Latest indications confirm a decline in world cereal production in 2012 from the record in 2011. The decrease will result in a significant reduction in world inventories by the close of seasons in 2013, even with world demand sliding as a result of high prices.
International cereal prices remained firm in September, with average wheat and rice quotations increasing slightly, but those of maize declining.
Although the volume of aggregate cereal import requirements of LIFDCs in the 2012/13 marketing years are estimated to decline by 5 percent from the high level the previous year, the total import bill, on the other hand, is expected to rise due to higher international prices.
In North Africa, wheat production declined sharply in Morocco as a result of unfavourable weather conditions. As the subregion is highly dependent on wheat imports, the anticipated larger import bills, combined with staple food subsidies, would result in additional budgetary pressures.
In West Africa, notwithstanding favourable harvest prospects in the region, the food security situation in the Sahel is still of concern with close to 19 million people in need of continued assistance largely due to the lingering effects of last year’s poor harvests. The Desert Locust threat also remains a serious concern.
In Eastern Africa, the overall food security situation has started to improve with the beginning of the harvest season in several countries, following declining food prices and improved livestock productivity due to enhanced rains. However, about 13.4 million people are still in need of humanitarian assistance.
In Southern Africa, a prolonged dry spell caused a drop in aggregate cereal production in 2012,with several countries registering significant declines, including Lesotho. The lower cereal harvests have contributed to an increase in the number of food insecure.
In Far East Asia, the 2012 aggregate cereal harvest is estimated to exceed the record harvest of 2011; however, delayed monsoon and erratic weather conditions in some countries may dampen the final outcome. Improved harvests are expected to reduce the aggregate cereal imports.
In the Near East, the deteriorating food security situation continues to be a major concern in the Syrian Arab Republic and Yemen as a result of the civil unrest. Elsewhere, in Afghanistan, a bumper wheat harvest has been gathered.
Cereal output in CIS countries has sharply dropped from last year’s levels. Lower export availabilities in the region have resulted in higher regional prices and strengthened domestic prices of main staple wheat flour in importing countries.
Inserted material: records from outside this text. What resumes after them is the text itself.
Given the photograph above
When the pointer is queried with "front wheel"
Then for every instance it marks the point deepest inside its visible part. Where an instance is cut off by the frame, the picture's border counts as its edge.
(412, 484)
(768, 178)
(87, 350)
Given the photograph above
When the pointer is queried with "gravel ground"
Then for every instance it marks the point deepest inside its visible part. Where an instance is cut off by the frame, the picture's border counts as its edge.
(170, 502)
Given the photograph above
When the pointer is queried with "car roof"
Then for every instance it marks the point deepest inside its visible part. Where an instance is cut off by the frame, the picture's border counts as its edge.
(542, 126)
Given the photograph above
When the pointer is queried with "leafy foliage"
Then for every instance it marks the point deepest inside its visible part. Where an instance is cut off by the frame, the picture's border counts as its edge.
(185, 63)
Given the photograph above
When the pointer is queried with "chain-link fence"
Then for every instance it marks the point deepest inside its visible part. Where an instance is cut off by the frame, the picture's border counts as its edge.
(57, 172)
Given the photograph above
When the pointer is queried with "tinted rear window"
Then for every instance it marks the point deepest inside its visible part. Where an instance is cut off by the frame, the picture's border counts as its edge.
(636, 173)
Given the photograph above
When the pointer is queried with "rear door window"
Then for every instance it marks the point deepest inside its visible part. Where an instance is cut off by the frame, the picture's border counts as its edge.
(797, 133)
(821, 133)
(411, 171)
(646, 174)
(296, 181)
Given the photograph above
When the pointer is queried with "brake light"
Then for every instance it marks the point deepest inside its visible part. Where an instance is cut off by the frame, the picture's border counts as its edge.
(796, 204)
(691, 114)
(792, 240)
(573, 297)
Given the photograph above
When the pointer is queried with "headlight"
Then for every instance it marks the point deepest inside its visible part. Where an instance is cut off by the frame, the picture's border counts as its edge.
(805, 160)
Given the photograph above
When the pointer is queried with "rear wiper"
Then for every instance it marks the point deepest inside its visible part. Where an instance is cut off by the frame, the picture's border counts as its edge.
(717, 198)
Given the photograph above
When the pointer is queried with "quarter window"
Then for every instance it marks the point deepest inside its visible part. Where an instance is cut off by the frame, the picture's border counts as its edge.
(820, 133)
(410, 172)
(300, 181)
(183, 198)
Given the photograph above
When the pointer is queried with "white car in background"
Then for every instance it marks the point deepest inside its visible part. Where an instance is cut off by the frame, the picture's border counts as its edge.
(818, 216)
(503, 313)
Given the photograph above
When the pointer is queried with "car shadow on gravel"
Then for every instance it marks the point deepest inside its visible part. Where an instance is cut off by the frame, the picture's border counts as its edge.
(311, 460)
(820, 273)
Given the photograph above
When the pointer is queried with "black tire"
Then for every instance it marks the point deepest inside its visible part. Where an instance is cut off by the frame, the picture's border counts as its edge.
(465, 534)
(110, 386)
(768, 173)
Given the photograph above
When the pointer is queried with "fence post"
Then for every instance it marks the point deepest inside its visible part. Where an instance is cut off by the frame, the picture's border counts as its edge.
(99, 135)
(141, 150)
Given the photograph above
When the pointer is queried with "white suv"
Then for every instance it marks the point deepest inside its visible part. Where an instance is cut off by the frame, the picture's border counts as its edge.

In Central America and the Caribbean, good 2012 main season cereal harvests were gathered despite severe localized crop losses. In Haiti, adverse weather conditions sharply reduced the 2012 main season’s coarse grains output.
In South America, the 2012 wheat output is forecast to decline following reduced plantings. By contrast, this year’s maize production was estimated at record levels mainly as a result of a bumper crop in Brazil.